The study received approval from the research ethics committee at Abdulrahman Bin Faisal University. The data collection and analysis procedure were carried out in compliance with all relevant ethical norms. All details regarding the investigation’s objective and the complete disclosure of the participants’ legal rights were provided. Prior to the survey, all respondents provided their informed consent, and participation was entirely voluntary and did not receive any rewards or remuneration.

Results

Table 1 outlines the demographic profile of participants in the study, reflecting a diverse and representative sample. In terms of age, the majority falls within the 18–50 range, with substantial representation in the 18–30 (26.7%), 31–40 (23.3%), and 41–50 (24.1%) groups. Participants aged 51–60 constitute 19.9%, while those above 60 are a smaller proportion at 6.0%. Gender distribution indicates a relatively balanced participation, with 39.0% male and 61.0% female respondents. Regarding professional roles, the study includes physicians (27.2%), nurse managers/staff nurses (54.7%), specialist physicians (9.4%), and administration/managers (8.6%). The distribution of experience levels is fairly even, with participants having 1–3 years (29.6%), 4–6 years (31.2%), 7–9 years (18.6%), and over 9 years (20.7%) of experience. This diverse representation enhances the study’s validity by capturing perspectives from various age groups, genders, roles, and experience levels within the healthcare domain.

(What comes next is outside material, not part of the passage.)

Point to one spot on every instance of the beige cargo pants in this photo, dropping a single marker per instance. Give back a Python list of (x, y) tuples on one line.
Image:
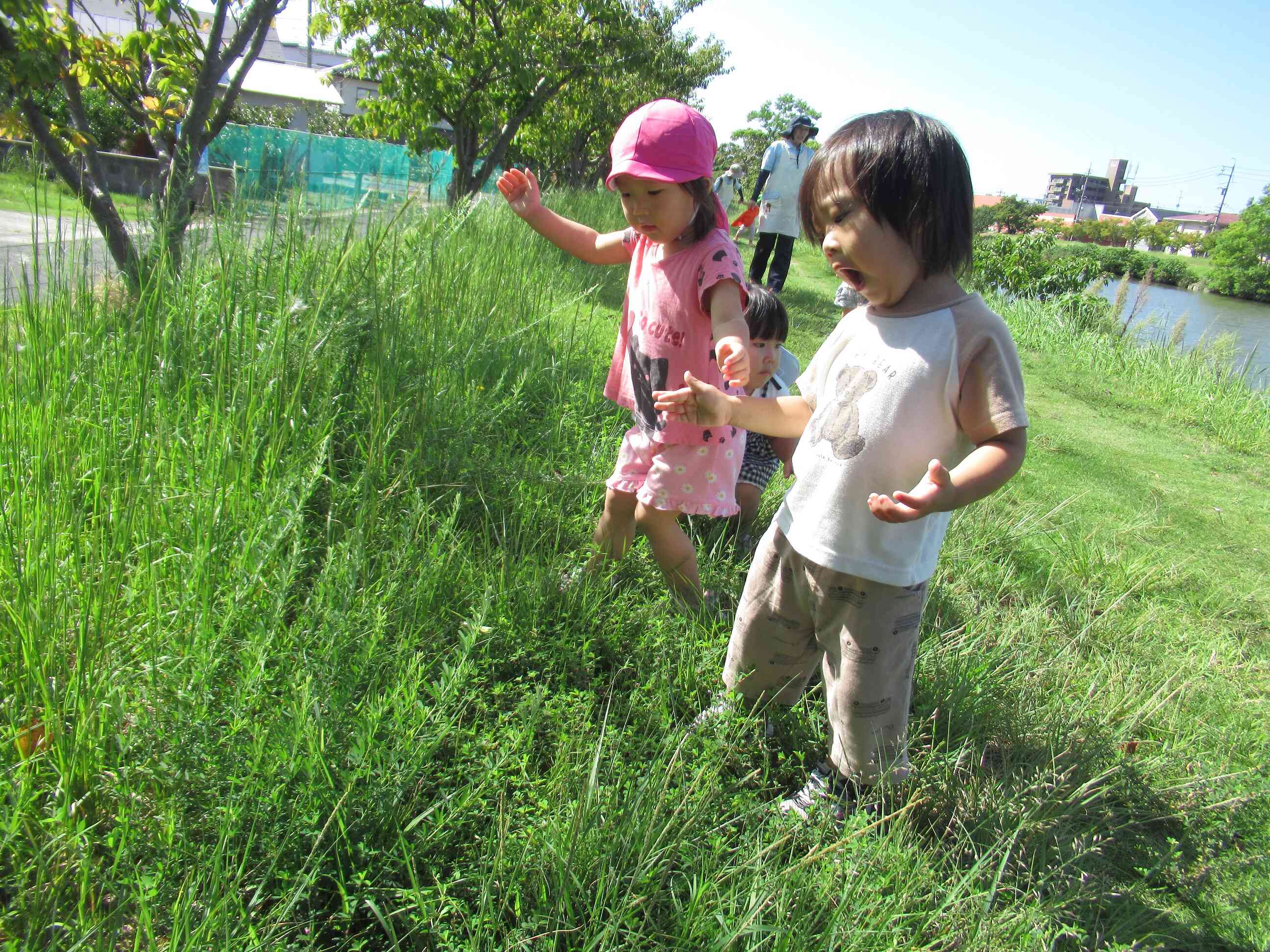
[(795, 615)]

Table 1 Participants Demographics

The results from Table 2 reveal crucial insights into the factors contributing to sustainable competitive advantage in the existing eHealthcare system. Notably, user experience and accessibility emerge as the most significant factor with a high mean of 4.04, indicating a strong competitive advantage. This underscores the importance of prioritizing a seamless and user-friendly interface for stakeholders within the eHealthcare ecosystem. Additionally, innovation and continuous improvement (mean 3.8) and AI adoption (mean 3.91) demonstrate the industry’s commitment to staying at the forefront of technological advancements, reinforcing the competitive edge. While regulatory environment (mean 3.78) and financial sustainability (mean 3.72) also score well, there is room for improvement in data security and privacy (mean 2.7) and interoperability and integration (mean 3.24). Addressing these areas would be crucial to bolstering the overall competitive advantage. The standard deviations provide insights into the variability within each factor, emphasizing the need for focused strategies to enhance the eHealthcare system’s overall competitiveness.

Table 2 Factors for Evaluating Sustainable Competitive Advantage

The ANOVA results in Table 3 offer a nuanced perspective on the perceived differences between participant groups based on their roles in the eHealthcare system. Notably, a statistically significant difference is observed in the domain of Data Security and Privacy (p = 0.0448), with physicians exhibiting a lower mean score compared to other roles. This discrepancy highlights potential variations in how different healthcare professionals assess the effectiveness of data security measures. Conversely, in User Experience and Accessibility, although not statistically significant, Admin/Managers stand out with the highest mean score (4.13), indicating a notably positive perception in this aspect. Interestingly, Training and Education Programs and AI Adoption did not show statistically significant differences among roles, suggesting a consistent perception across diverse healthcare roles in these domains. These findings underscore the importance of tailoring strategies and interventions based on specific roles to enhance the overall effectiveness and acceptance of eHealthcare initiatives.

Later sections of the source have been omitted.